The sub-text is rich. Her brother Edward's love of music, his dislike of women and his close friends: the beautiful Roland who Vera falls in love, the strong Victor, rendered totally blind by his injuries and the sensitive Geoffrey whose engagement in this brutal and futile war is reflected in a marching song of the time sung to the tune of Auld Lang Syne: "We're here because, we're here because, we're here because, we're here....". Their loss brings you close to a woman who lost everything in life. Yet, long after her death, Vera Brittain continues to humble anyone privileged enough to read her book. Light a candle and with the strains of Elgar's requiem For the Fallen playing quietly in the background, why not let Vera Brittain lead you into the trenches to the very heart of the fighting and question what it was all for?
Compulsory reading. (Please click on the Amazon link on the National Secular Society website to help their work if purchasing. I'm sure she'd like that).
on 29 January 2015
I know it is sacrilege, but I hated this book. The further I got, the more angry I was becoming. Certainly, Vera Brittain shows how the Great War provided so much loss and suffering - she lost her brother, fiance and two close friends to the fighting, but in all honesty this aspect could have been covered in a book a fraction of the size. For the rest of the interminable and turgid offering we are offered the self-centered self-pity of a privileged lady who despite supposedly detesting her mother's middle class acquaintances, saw the working class only as a means of gratifying her own patronizing views. Although she professes socialist and feminist opinions, she appears only to have mixed with the upper classes. Even during her service as a nurse, during the war, she barely mentions the average Tommy, choosing instead to fraternize with officers.
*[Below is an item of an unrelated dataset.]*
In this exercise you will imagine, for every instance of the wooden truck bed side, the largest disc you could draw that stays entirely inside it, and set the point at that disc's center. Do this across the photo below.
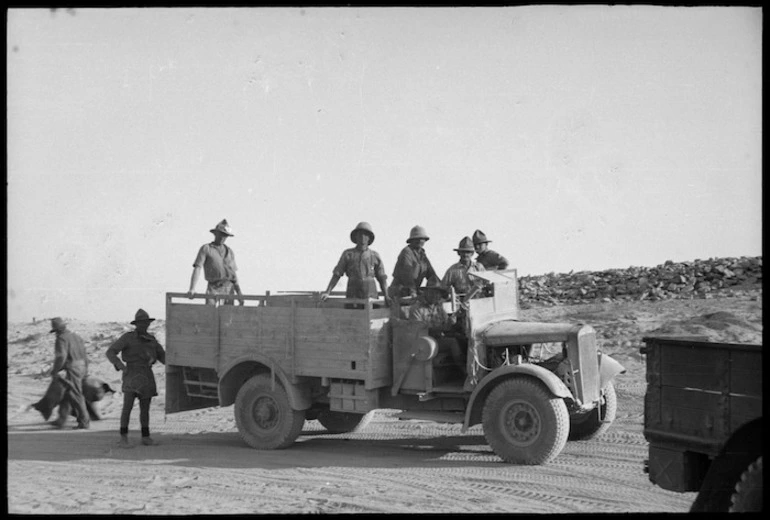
(698, 393)
(300, 336)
There is more name dropping in this book than on Oscars night!
Miss Brittain seems to have decided from the outset of the war, that she was to be a martyr. She was imagining the effect of the deaths or serious injury of her brother and fiance in terms of the effect it would have on her, before either had even taken up arms, and when the inevitable happened, there is hardly a mention of genuine grief, merely her own self pity. At one point she had decided to marry one of her male friend, blinded in action, but this decision seems to have been entirely to add to her own suffering rather than from any real love or compassion.
I completed the book, but have never been so glad to reach a final page. The second part, although continually harping back to her wartime suffering, reads rather like a really dreadful Christmas "round robin", with references to people and events which were clearly designed to show Miss Brittain's superiority over everyone else. This is further evidenced by her regular use of foreign (particularly Latin) quotations with no translation, not to mention her apparent high regard for her own poetry, invariably attributed to "VB". While I appreciate that many people regard this book as a classic, I would strongly suggest that anyone who wants to read a genuinely inspirational true story about a lady who went through horrendous suffering in wartime (albeit World War II), should look to another VB. The story of Violette Bushell (Szabo), in "Carve Her Name With Pride" tells something of life in wartime, rather than offering self obsessed, subjective arrogance and self pity.
on 13 March 2014
Perhaps this is sacrilege, but this is rather a turgid tome. I'm reading it for my bookclub, but I am having to make a great effort to complete it. I think we may tend to look at this book uncritically because it is about a great even in recent (relatively) history. But I find that I have to skim much of it to look for the important bits. I have also heard it described as self-indulgent, a comment I'm not sure I agree with, but can see why some would regard it so.